If we observe by adjusting the lengths appropriately, we can see that \(\max(\max(S_1),\max(S_2),\max(S_3))=0\) is not achievable.

\(\max(\max(S_1),\max(S_2),\max(S_3))=1\) is always achievable. This can be constructed in multiple ways. We show two solutions, and in both cases, it is easy to verify that the length constraints are satisfied.

Writer’s solution

• \(S_1\): a sequence concatenating \(X\) \(1\)s and \(Y\) \(0\)s in this order
• \(S_2\): a sequence consisting of \(Z\) \(1\)s
• \(S_3\): a sequence concatenating \(Y\) \(0\)s and \(Z\) \(1\)s in this order

satisfies the conditions.

Admin/Tester’s solution

• \(S_1\): a sequence concatenating \(X\) \(0\)s and \(Y-X\) \(1\)s in this order
• \(S_2\): a sequence consisting of \(Z\) \(0\)s
• \(S_3\): a sequence concatenating \(Z\) \(0\)s and \(Y-X\) \(1\)s in this order

satisfies the conditions. (With this solution, you don’t need to case-split for \(X=Y\), so it might be easier. Though it’s a minor difference.)

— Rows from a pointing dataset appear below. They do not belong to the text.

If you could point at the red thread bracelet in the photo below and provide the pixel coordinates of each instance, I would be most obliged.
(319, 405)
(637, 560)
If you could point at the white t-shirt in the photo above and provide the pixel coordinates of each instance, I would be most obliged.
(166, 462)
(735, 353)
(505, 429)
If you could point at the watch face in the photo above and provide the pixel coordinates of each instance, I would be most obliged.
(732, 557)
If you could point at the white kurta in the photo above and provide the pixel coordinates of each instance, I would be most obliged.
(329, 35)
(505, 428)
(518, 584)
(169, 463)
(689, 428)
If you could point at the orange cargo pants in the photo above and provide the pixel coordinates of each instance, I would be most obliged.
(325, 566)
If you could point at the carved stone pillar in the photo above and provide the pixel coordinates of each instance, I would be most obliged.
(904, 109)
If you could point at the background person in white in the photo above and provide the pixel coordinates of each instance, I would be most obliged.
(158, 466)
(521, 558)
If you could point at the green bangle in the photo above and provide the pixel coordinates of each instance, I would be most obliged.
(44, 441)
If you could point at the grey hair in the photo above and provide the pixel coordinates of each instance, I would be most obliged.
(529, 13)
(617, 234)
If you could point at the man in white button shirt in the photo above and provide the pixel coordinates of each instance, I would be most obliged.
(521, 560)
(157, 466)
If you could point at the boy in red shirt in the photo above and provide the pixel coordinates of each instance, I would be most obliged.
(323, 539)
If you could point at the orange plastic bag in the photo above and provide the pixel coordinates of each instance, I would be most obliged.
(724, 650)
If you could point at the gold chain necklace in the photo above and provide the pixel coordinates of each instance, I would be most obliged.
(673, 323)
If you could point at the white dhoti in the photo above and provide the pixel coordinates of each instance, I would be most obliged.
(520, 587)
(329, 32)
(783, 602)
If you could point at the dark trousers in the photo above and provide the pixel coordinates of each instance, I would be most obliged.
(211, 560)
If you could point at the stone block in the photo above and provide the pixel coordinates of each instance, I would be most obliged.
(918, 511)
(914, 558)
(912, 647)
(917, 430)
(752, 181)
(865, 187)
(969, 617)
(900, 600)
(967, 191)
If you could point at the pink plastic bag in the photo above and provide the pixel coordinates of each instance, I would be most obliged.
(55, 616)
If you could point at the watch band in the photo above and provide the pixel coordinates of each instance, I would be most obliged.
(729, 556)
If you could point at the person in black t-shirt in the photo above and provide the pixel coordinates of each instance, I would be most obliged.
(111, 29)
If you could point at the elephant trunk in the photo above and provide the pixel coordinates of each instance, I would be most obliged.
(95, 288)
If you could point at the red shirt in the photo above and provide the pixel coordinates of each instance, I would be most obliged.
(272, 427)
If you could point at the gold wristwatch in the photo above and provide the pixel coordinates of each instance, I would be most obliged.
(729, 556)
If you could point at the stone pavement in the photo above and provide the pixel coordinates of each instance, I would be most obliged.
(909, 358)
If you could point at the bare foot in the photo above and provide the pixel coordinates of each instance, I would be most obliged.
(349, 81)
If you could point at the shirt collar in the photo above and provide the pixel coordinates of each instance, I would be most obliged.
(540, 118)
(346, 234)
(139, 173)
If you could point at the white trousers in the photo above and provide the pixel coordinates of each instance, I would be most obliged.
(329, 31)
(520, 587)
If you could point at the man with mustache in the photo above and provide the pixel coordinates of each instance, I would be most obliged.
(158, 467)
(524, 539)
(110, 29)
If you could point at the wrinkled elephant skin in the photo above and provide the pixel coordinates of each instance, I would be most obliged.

Implementation Example (Python (Codon 0.19.3), 27ms)

X, Y, Z = [int(i) for i in input().split()]

if X == Y:
    print(X, " ".join(["0"] * X))
    print(Z, " ".join(["0"] * Z))
    print(Z, " ".join(["0"] * Z))

else:
    print(X + Y, " ".join(["1"] * X + ["0"] * Y))
    print(Z, " ".join(["1"] * Z))
    print(Y + Z, " ".join(["0"] * Y + ["1"] * Z))

Bonus!: Let \(X\) be the maximum value of the length of sequences that can be output. When the output format is correct, create an output validator that definitely returns the correct judgment result with computational complexity \(O(X^2)\).